Sanity Checking: 0it [00:00, ?it/s]

  rank_zero_warn(


                                                                           

  rank_zero_warn(


Epoch 16: 100%|██████████| 217/217 [05:48<00:00,  1.61s/it, v_num=90, train/g_loss=0.118, train/d_loss=-.014, val/g_loss=0.0848, val/d_loss=-.00169]   

## Evaluation

Evaluating a generative model is not an easy task, since of course you don't know which outputs are supposed to be good or not.  
Countless metrics for doing so were devised, but the most widely adopted one is definitely FID (Frechet Inception Distance).  
FID works by comparing the distribution of activations when ground truth images are passed through a certain network (completely unrelated to the generative network) with the distribution of the activations of the synthetically generated images. The lower the FID value the better our generated data distribution should follow the original data one.

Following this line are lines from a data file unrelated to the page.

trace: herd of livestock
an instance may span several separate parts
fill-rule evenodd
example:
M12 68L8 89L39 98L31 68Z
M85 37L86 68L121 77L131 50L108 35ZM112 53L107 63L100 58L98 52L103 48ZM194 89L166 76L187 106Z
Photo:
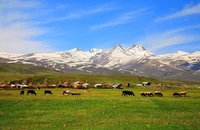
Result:
M186 96L187 92L174 92L173 96ZM135 96L135 94L133 93L133 91L122 91L122 96L126 96L126 95L130 95L130 96ZM163 97L163 94L160 91L155 91L153 92L141 92L140 93L141 96L143 97L154 97L154 96L158 96L158 97Z
M27 90L27 95L29 95L29 94L36 95L36 92L35 92L35 90ZM46 94L52 95L53 93L51 92L51 90L44 90L44 95L46 95ZM81 93L70 92L69 90L62 90L62 94L63 95L65 95L65 94L81 95ZM186 96L186 94L187 94L187 92L174 92L173 96L180 97L180 96ZM20 95L24 95L24 90L20 91ZM122 91L121 95L122 96L135 96L133 91L127 91L127 90ZM154 96L163 97L163 94L160 91L155 91L154 93L153 92L141 92L140 95L143 97L154 97Z

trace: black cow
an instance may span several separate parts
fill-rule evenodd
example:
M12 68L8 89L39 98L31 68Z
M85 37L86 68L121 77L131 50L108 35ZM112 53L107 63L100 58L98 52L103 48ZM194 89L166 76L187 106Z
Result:
M80 93L71 92L71 95L81 95Z
M24 95L24 90L21 90L20 95Z
M27 94L29 95L30 94L35 94L36 95L36 92L34 90L27 90Z
M178 92L174 92L174 93L173 93L173 96L175 96L175 97L180 97L180 94L179 94Z
M122 96L126 95L135 96L135 94L132 91L122 91Z
M53 94L52 92L51 92L51 90L44 90L44 95L46 95L46 94Z

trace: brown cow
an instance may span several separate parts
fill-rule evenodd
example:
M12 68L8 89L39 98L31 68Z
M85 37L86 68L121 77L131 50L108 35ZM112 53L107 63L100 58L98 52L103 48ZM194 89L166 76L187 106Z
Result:
M81 95L80 93L70 92L69 90L63 90L63 95L64 94L68 94L68 95Z
M155 91L154 95L158 97L163 97L163 94L160 91Z
M64 94L68 94L68 95L70 95L71 92L70 92L69 90L63 90L63 95L64 95Z
M187 92L180 92L180 93L179 93L180 96L182 96L182 95L183 95L183 96L186 96L186 94L187 94Z
M145 96L145 97L147 97L147 96L148 97L153 97L154 96L152 92L141 92L140 95L141 96Z

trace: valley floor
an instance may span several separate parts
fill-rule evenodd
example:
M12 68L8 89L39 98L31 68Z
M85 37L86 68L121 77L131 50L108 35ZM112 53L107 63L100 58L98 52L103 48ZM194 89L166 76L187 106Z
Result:
M187 90L185 97L173 97L178 90L159 90L163 97L142 97L149 88L128 88L136 96L121 96L119 89L87 89L62 95L19 95L20 90L0 90L0 129L167 129L200 128L200 90Z

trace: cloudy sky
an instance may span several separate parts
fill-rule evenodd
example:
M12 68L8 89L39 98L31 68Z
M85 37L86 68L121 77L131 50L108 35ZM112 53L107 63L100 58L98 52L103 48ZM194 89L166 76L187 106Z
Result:
M200 50L200 0L0 0L0 52Z

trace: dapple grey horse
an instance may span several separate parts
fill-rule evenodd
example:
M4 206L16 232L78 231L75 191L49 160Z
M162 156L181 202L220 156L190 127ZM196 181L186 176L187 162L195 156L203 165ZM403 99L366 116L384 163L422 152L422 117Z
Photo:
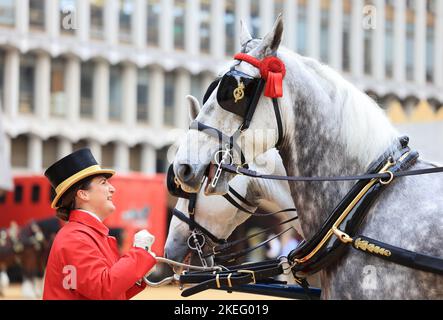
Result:
M200 111L199 102L192 96L187 98L190 104L190 118L193 120ZM276 149L267 151L256 160L250 165L254 170L279 175L286 174ZM230 182L230 185L250 204L254 205L254 207L249 207L241 204L251 212L255 212L259 206L274 212L294 208L289 184L286 181L257 180L246 176L237 176ZM205 195L203 189L200 190L197 199L195 221L219 239L227 239L240 224L251 216L237 209L222 196ZM188 200L180 198L175 208L189 217ZM296 216L296 212L285 212L280 215L282 218L284 216L292 218ZM291 221L290 225L301 232L298 221ZM190 234L189 225L174 216L169 226L165 257L175 261L183 261L189 251L187 239Z
M243 27L243 51L258 59L276 53L286 66L279 109L283 120L280 154L288 175L363 174L381 155L396 156L399 133L383 110L341 75L318 61L280 48L281 16L263 40L252 40ZM253 77L246 62L232 67ZM197 120L232 135L242 118L223 110L214 90ZM275 146L278 132L272 100L261 96L248 130L238 139L247 161ZM251 134L253 133L253 134ZM412 142L413 142L413 137ZM219 143L205 132L190 130L179 148L174 171L183 189L198 190ZM436 143L438 143L436 141ZM238 157L238 156L236 156ZM395 157L397 158L397 157ZM235 163L240 163L235 159ZM435 167L419 159L410 169ZM232 174L223 174L209 193L224 193ZM307 239L326 220L353 182L290 183ZM443 257L443 178L441 174L395 179L370 208L359 232L373 239L422 254ZM322 298L442 299L443 277L349 250L322 271Z

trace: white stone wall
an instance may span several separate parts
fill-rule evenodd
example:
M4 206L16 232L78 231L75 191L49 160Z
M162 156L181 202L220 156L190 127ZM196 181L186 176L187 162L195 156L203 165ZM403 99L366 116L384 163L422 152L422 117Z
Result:
M443 0L435 0L435 45L434 45L434 82L427 83L426 68L426 7L424 1L416 0L415 6L415 49L414 49L414 77L406 79L405 43L406 43L406 14L404 0L393 1L393 48L394 65L393 78L388 79L385 74L385 39L384 26L386 18L385 0L375 0L377 8L377 27L373 31L373 46L371 50L373 70L371 74L364 74L364 30L362 18L365 1L352 0L350 14L350 71L345 74L349 80L365 91L375 92L378 96L394 95L399 99L417 97L418 99L432 98L443 102ZM16 26L6 28L0 26L0 48L5 51L4 67L4 119L3 126L7 133L7 141L20 134L29 138L28 154L41 152L42 141L49 137L58 137L59 147L57 156L72 151L72 146L79 140L87 140L93 148L97 158L101 157L100 146L109 142L116 145L115 167L123 171L128 170L128 156L130 148L142 146L141 170L153 173L156 168L156 152L175 142L188 125L184 95L190 93L191 77L199 75L202 81L202 91L220 68L230 59L225 53L225 25L223 11L224 0L211 1L210 15L210 54L200 52L199 35L199 1L187 0L185 21L185 48L174 49L174 16L172 0L161 0L162 13L160 28L162 30L158 47L149 47L146 39L146 1L135 0L135 10L131 23L130 44L119 42L118 30L118 1L104 2L104 39L96 41L90 37L90 6L86 0L78 0L76 16L78 29L73 36L66 36L59 29L60 13L57 10L59 0L47 0L45 30L35 32L29 27L29 3L27 0L16 1ZM263 36L272 26L276 13L274 1L259 2L260 36ZM343 32L343 0L331 0L329 9L329 64L337 71L342 72L342 44ZM236 18L242 18L250 24L250 0L237 0L235 5ZM285 19L285 33L283 43L290 49L297 49L297 23L300 3L296 0L285 0L283 4ZM323 2L309 0L306 8L307 25L307 54L319 58L320 56L320 20ZM240 32L239 21L236 23L235 33L238 38ZM237 48L239 47L237 41ZM19 113L19 85L20 85L20 56L28 52L36 53L35 66L35 97L34 115ZM50 115L50 72L51 61L55 57L63 56L66 59L65 118L54 118ZM80 116L80 69L85 61L94 61L94 95L93 121L82 119ZM122 121L113 122L108 119L109 109L109 74L113 65L122 67ZM149 123L139 123L136 119L136 86L137 71L149 68ZM175 79L175 128L164 125L164 82L165 74L174 71ZM420 136L428 135L440 137L443 124L413 124L408 130L419 132ZM173 130L175 129L175 130ZM180 130L177 130L180 129ZM434 132L434 133L432 133ZM426 138L419 138L426 141ZM437 141L438 144L439 141ZM430 148L431 144L427 148ZM443 149L443 148L435 148ZM428 151L426 151L428 152ZM431 156L440 151L429 151ZM28 157L28 169L41 173L42 156Z

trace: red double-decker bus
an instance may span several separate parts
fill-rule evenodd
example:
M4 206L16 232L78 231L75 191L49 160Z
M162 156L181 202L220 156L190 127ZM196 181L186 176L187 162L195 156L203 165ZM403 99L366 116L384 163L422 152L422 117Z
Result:
M156 237L153 250L163 255L167 227L167 191L164 175L116 174L110 182L116 188L113 202L117 208L104 223L110 229L121 229L122 251L131 245L133 234L148 229ZM31 220L55 216L50 203L52 188L41 175L14 177L15 189L0 196L0 228L11 221L25 225Z

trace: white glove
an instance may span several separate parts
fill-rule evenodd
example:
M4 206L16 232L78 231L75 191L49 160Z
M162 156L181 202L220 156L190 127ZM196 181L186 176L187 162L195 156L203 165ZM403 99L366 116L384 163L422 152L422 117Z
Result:
M155 237L148 230L141 230L134 235L134 247L143 248L151 253L151 246Z

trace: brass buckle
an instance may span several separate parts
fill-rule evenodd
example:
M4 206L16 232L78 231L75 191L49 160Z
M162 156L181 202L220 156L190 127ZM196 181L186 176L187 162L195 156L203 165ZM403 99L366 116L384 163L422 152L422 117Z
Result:
M252 270L238 270L238 273L250 273L252 274L252 281L254 281L252 284L256 284L257 282L255 281L255 271Z
M338 240L340 240L343 243L351 243L353 241L352 238L347 233L344 233L343 231L339 230L336 227L332 227L332 232L334 232Z
M217 284L217 288L220 289L220 274L215 276L215 283Z
M392 182L392 180L394 180L394 174L393 174L391 171L389 171L389 170L386 170L386 171L383 172L383 173L387 173L387 174L389 174L389 179L388 179L388 180L383 180L383 178L380 178L380 179L379 179L380 183L381 183L382 185L388 185L388 184L390 184L390 183Z

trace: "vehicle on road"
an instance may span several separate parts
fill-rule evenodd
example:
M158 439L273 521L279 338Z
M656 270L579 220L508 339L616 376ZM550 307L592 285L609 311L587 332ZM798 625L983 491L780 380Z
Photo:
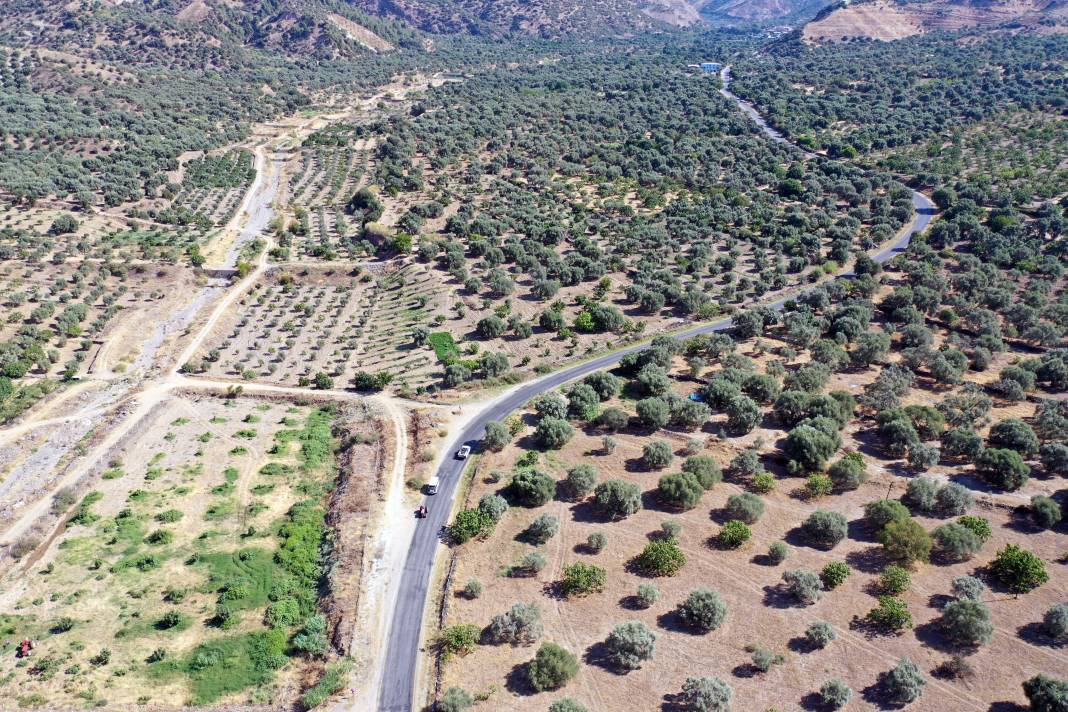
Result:
M457 460L466 460L467 456L470 455L470 454L471 454L471 446L470 445L464 445L459 450L456 451L456 459Z
M426 493L427 494L437 494L438 493L438 486L440 484L441 484L441 479L437 475L434 475L429 480L427 480Z

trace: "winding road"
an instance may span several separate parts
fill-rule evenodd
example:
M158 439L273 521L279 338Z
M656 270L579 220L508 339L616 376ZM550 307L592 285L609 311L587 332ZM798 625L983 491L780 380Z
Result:
M723 68L721 77L724 85L720 93L723 96L735 102L771 140L788 143L781 133L767 124L752 104L731 93L729 90L731 80L729 66ZM798 150L802 149L799 148ZM803 152L809 159L824 160L824 157L818 154L809 151ZM935 215L934 203L924 194L913 192L912 204L916 208L916 216L913 218L912 223L903 229L892 243L883 246L871 255L876 262L881 264L904 251L912 240L913 235L927 229ZM852 268L846 268L838 273L835 278L848 279L853 276ZM786 302L796 298L796 296L797 293L792 293L762 306L769 307L774 311L781 311ZM678 332L674 337L686 339L698 334L725 331L730 326L731 319L724 318ZM648 348L648 343L636 344L513 388L486 405L482 412L473 418L452 441L449 449L450 455L438 467L437 475L441 481L438 494L424 499L424 503L429 508L429 515L420 522L419 527L416 529L404 564L404 571L391 616L392 622L390 624L388 647L383 662L381 690L379 693L379 710L381 712L410 712L414 707L413 698L419 673L419 663L422 660L420 644L423 634L423 620L426 614L427 593L433 574L434 559L438 551L443 548L441 546L443 533L456 497L457 485L460 483L464 467L467 464L464 460L456 460L451 457L451 453L455 452L462 444L476 445L485 434L487 423L493 420L503 420L512 411L521 408L534 396L551 391L594 371L614 366L623 356L645 348Z

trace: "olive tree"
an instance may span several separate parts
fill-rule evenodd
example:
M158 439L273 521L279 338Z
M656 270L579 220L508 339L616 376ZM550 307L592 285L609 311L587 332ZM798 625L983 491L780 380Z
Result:
M679 604L676 613L690 628L708 633L723 624L727 617L727 604L715 591L699 588Z
M653 657L656 633L641 621L620 623L604 641L608 661L621 670L637 670Z

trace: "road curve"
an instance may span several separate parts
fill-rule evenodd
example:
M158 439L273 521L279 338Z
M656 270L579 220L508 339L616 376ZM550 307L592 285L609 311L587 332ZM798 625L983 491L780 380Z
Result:
M769 138L780 143L786 142L782 134L768 126L752 104L735 96L728 90L727 85L730 83L729 66L723 70L723 79L724 88L721 93L731 101L734 101L747 116L760 126L760 129ZM823 156L818 154L808 151L804 151L804 153L811 159L824 159ZM923 193L913 192L912 204L916 208L916 216L913 218L912 223L908 228L902 230L892 243L871 255L875 262L882 264L898 253L903 252L912 240L912 236L926 230L931 223L931 219L935 215L934 203ZM836 275L836 278L848 279L853 276L852 268L847 268ZM796 296L797 294L794 293L779 297L775 301L762 306L774 311L781 311L786 302L796 298ZM678 332L674 334L674 337L687 339L698 334L725 331L730 326L730 318L724 318ZM466 464L463 460L454 459L451 453L455 452L462 444L466 443L472 446L477 444L485 434L487 423L493 420L503 420L512 411L522 407L534 396L551 391L594 371L614 366L623 356L641 351L647 347L648 343L636 344L525 383L491 402L452 441L449 449L450 455L438 467L437 475L441 480L438 494L424 498L429 514L426 519L419 523L419 527L416 529L415 536L408 549L404 571L401 574L400 588L398 589L387 641L388 647L382 673L382 689L378 698L378 708L381 712L411 712L413 709L416 671L420 656L419 644L422 637L423 616L428 600L427 593L434 566L434 557L437 554L439 543L443 539L453 500L456 497L456 486L460 482L461 474Z

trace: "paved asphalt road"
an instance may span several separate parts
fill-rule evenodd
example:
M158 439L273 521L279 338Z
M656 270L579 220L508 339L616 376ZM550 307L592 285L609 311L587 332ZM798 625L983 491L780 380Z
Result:
M729 82L730 68L724 69L724 79ZM770 128L760 118L753 107L727 91L723 95L739 104L745 113L756 121L761 129L773 140L784 141L781 134ZM806 154L815 159L821 158L816 154ZM916 233L923 232L931 222L935 214L934 204L922 193L912 194L912 204L916 208L916 217L907 230L904 230L892 244L879 250L872 255L878 263L886 262L899 252L908 247L909 241ZM844 270L838 275L838 279L848 279L853 276L853 270ZM788 299L796 295L781 297L778 300L766 304L775 311L781 311ZM697 334L710 334L724 331L731 326L729 318L719 321L701 324L687 329L675 335L675 338L686 339ZM522 407L527 401L536 395L551 391L569 381L582 378L589 373L616 364L623 356L635 351L645 349L648 344L635 346L614 351L600 356L592 361L586 361L556 373L551 373L536 381L526 383L515 391L505 394L487 407L478 418L471 422L460 433L452 444L452 452L455 453L460 445L468 444L474 448L485 433L486 423L491 420L504 420L512 411ZM429 515L419 522L411 547L408 549L408 558L404 563L404 572L401 575L400 590L397 594L396 608L393 611L393 621L389 631L389 648L386 651L385 669L382 673L382 689L379 693L379 710L381 712L411 712L412 694L415 685L415 672L420 656L419 643L423 630L423 616L427 602L427 588L430 584L431 569L434 565L434 556L444 536L445 525L452 510L453 499L456 496L456 485L463 473L463 460L453 457L445 460L438 468L438 477L441 485L438 494L424 499Z

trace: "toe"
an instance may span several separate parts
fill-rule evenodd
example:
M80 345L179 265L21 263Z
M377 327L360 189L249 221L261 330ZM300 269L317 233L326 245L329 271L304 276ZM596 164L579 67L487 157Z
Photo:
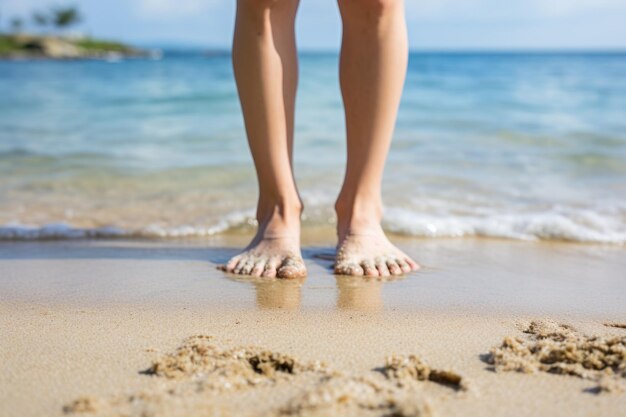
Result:
M241 274L241 270L243 269L245 264L246 264L246 260L243 258L240 258L237 261L237 265L235 265L235 267L230 272L232 272L233 274Z
M250 273L252 272L252 268L254 268L254 264L254 259L247 259L239 273L242 275L250 275Z
M387 268L387 264L385 262L377 262L376 269L378 269L378 273L381 277L388 277L389 275L391 275L389 273L389 268Z
M363 275L363 268L354 262L341 262L335 265L335 274L361 276Z
M261 274L261 276L267 277L267 278L276 277L276 268L278 267L278 265L280 265L279 258L270 258L270 260L268 260L267 263L265 264L265 267L263 268L263 273Z
M252 268L252 271L250 271L250 275L252 275L253 277L260 277L263 271L265 271L266 264L266 259L259 259L258 261L256 261L254 267Z
M363 275L368 277L377 277L378 269L376 269L376 265L372 261L363 261L361 262L361 268L363 268Z
M302 259L286 258L276 271L278 278L301 278L306 276L306 268Z
M406 258L405 261L411 267L411 271L417 271L418 269L420 269L419 264L417 262L415 262L413 259Z
M335 263L335 274L348 275L347 271L351 264L349 262L338 261Z
M364 273L363 268L361 268L360 265L354 264L350 268L350 274L349 275L352 275L352 276L355 276L355 277L360 277L360 276L363 276L363 273Z
M407 274L409 272L411 272L413 269L411 268L411 266L403 259L396 259L396 263L398 264L398 266L400 267L400 269L402 269L402 272Z
M230 261L226 263L226 265L220 265L219 269L226 272L233 272L233 269L235 269L235 267L237 266L239 259L241 259L241 256L233 256L232 258L230 258Z
M402 269L396 263L396 261L388 260L387 261L387 269L389 269L389 273L391 275L402 275Z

Of course the FID should be computed over a held out test set (for the ground truth images), and this set has to be quite large, since we are estimating a fairly high-dimensional distribution from it.  
But we don't really have enough data to use, so the FID will be computed between a certain number of generated images and the entire training set.

In [None]:
# Visual evaluation
# Take 5 examples, use validation data
n_images = 5
for batch in val_dl:
    imgs = batch["img"][:n_images,...]
    masks = batch["mask"][:n_images,...]

    generator = model.generator
    generator.eval()
    with torch.no_grad():
        generated_images = generator(masks)
    
    # Create a figure and subplots with a 5x3 grid
    fig, axes = plt.subplots(n_images, 3, figsize=(10, 10))
    #TODO: Probably fix channel order
    for i in range(generated_images.shape[0]):
        # Mask
        axes[i,0].imshow(masks[i,...].cpu().numpy())
        axes[i,0].axis('off')
        # Generated image
        axes[i,1].imshow(generated_images[i,...].cpu().numpy())
        axes[i,1].axis('off')
        # Original image
        axes[i,2].imshow(imgs[i,...].cpu().numpy())
        axes[i,2].axis('off')

    plt.tight_layout()
    plt.show()
    break

In [None]:
# FID evaluation
# Take all training examples, I know it's overfitting but w.e.
# Instantatiate FID object
device = 'cuda'
from torchmetrics.image.fid import FrechetInceptionDistance
fid = FrechetInceptionDistance(normalize=True).to(device)

bs = 32

for batch in val_dl:

    generator = model.generator
    generator.eval()
    with torch.no_grad():
        generated_images = generator(batch["mask"])
     
    fid.update(generated_images, real=False)
    fid.update(batch["img"].to(device), real=True)
print(f"FID:{fid.compute()}")

## Conclusions

Many possibilities of implementing the GAN and the training data were explored:
- Using both black and white masks as well as color ones
- Different data normalization techniques
- Changing the size of the generator and/or the discriminator
- Running one of the two networks multiple times for each step
- Decreasing the learning rate and training for longer
- Having a PatchGAN discriminator
- Changing the loss, even using a Wasserstein GAN

Despite all these tests the model always collapsed or was unable to converge to sensible outputs.  
My explanation on why this happens is the follwing: the model is trying to learn a deterministic mapping (the PIX2PIX paradigm is deterministic) from a starting state to a generated image. However the starting state will often be quite similar despite the output being different (due to different image-taking conditions). When you couple this with the blurry and badly exposed data, it should not come as a surprise that not sensible results are obtained, especially with a GAN, the most delicate model of all.